Guinée Bissau - 
Article publié le : jeudi 19 août 2010 à 17:09 - Dernière modification le : jeudi 19 août 2010 à 17:27

Conférence nationale pour la paix et le développement en Guinée Bissau

Malam Bacai Sanah, le président de Guinée Bissau
Malam Bacai Sanah, le président de Guinée Bissau
AFP/ JOAO CORTESAO

Par RFI

Le Parlement de Bissau a ouvert ce jeudi 19 août 2010 un dialogue national avec les partis politiques, l'armée, les syndicats et des organisations de la société civile. Il s'agit de parler de l'avenir du pays et des causes des conflits qui s’y sont produits depuis plusieurs années.

« Pays à la dérive, cherche solution pour sa stabilité politique », c'est ainsi qu'on pourrait définir le dialogue national ouvert à Bissau sur l'avenir du pays. Cette conférence réunit l'ensemble des Bissau-Guinéens : responsables de partis politiques, de l’armée, des syndicats et des organisations de la société civile. Le dialogue devrait durer six mois.

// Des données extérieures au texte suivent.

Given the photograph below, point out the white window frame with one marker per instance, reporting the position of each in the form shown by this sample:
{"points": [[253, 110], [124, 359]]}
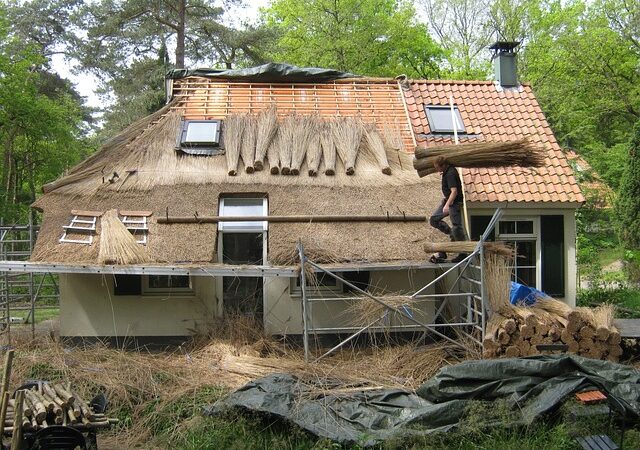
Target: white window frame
{"points": [[534, 236], [148, 290], [254, 227]]}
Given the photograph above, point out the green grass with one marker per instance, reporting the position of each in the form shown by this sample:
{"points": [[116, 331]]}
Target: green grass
{"points": [[41, 314]]}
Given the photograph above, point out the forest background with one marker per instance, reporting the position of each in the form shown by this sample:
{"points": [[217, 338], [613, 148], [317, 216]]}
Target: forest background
{"points": [[582, 59]]}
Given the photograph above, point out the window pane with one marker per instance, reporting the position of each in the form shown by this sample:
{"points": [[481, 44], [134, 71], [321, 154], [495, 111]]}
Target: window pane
{"points": [[507, 227], [524, 227], [242, 207], [440, 119], [526, 251], [202, 132], [168, 281], [526, 277]]}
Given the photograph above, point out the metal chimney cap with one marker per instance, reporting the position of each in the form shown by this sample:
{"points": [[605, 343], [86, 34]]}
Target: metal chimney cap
{"points": [[504, 46]]}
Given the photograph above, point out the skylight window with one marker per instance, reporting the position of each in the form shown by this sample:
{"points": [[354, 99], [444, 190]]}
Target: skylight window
{"points": [[201, 137], [441, 120]]}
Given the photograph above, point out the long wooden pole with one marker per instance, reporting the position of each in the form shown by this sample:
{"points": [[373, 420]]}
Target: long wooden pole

L’objectif affiché par le président Malam Bacai Sanha, qui en est le président d'honneur, est d’écouter les Bissau-Guinéens sur les causes profondes des conflits qui ont émaillé l'histoire politique de leur pays et proposer des solutions. Il faut dire que la Guinée Bissau est régulièrement en proie à des violences, provoquées le plus souvent par des militaires. Le renversement, en avril dernier, du chef des armées par son adjoint le général Antonio Indjai est le dernier soubresaut d'une longue série d'incidents ayant impliqué des militaires.

Le 2 mars 2009, le président Joao Bernardo « Nino » Vieira a été tué par des soldats, quelques heures seulement après l'assassinat du chef d'état-major de l'armée Tagmé Na Wayé. En fait, aucun des trois présidents élus entre 1994 et 2009 n'a terminé son mandat, ayant été, soit renversés par l'armée, soit tués par des militaires. Cette situation a facilité les activités des trafiquants de drogue qui ont fait de ce pays une plaque tournante en Afrique de l'Ouest.

Aujourd'hui, le gouvernement de Bissau est favorable à l'envoi d'une force étrangère pour aider à stabiliser le pays. Mais sa venue est mal perçue par l'armée nationale. Le général Antonio Indjai, le nouveau chef d'état-major, l'a fermement affirmé : « L'armée n'est pas d'accord avec l'arrivée d'une mission de stabilisation ». Mais il a tempéré aussitôt : « Elle obéira si le gouvernement la réclame ». Quant à l'opposition, elle ne voit pas l'utilité d'une telle force. Ce sujet sera certainement à l'ordre du jour de ce dialogue national.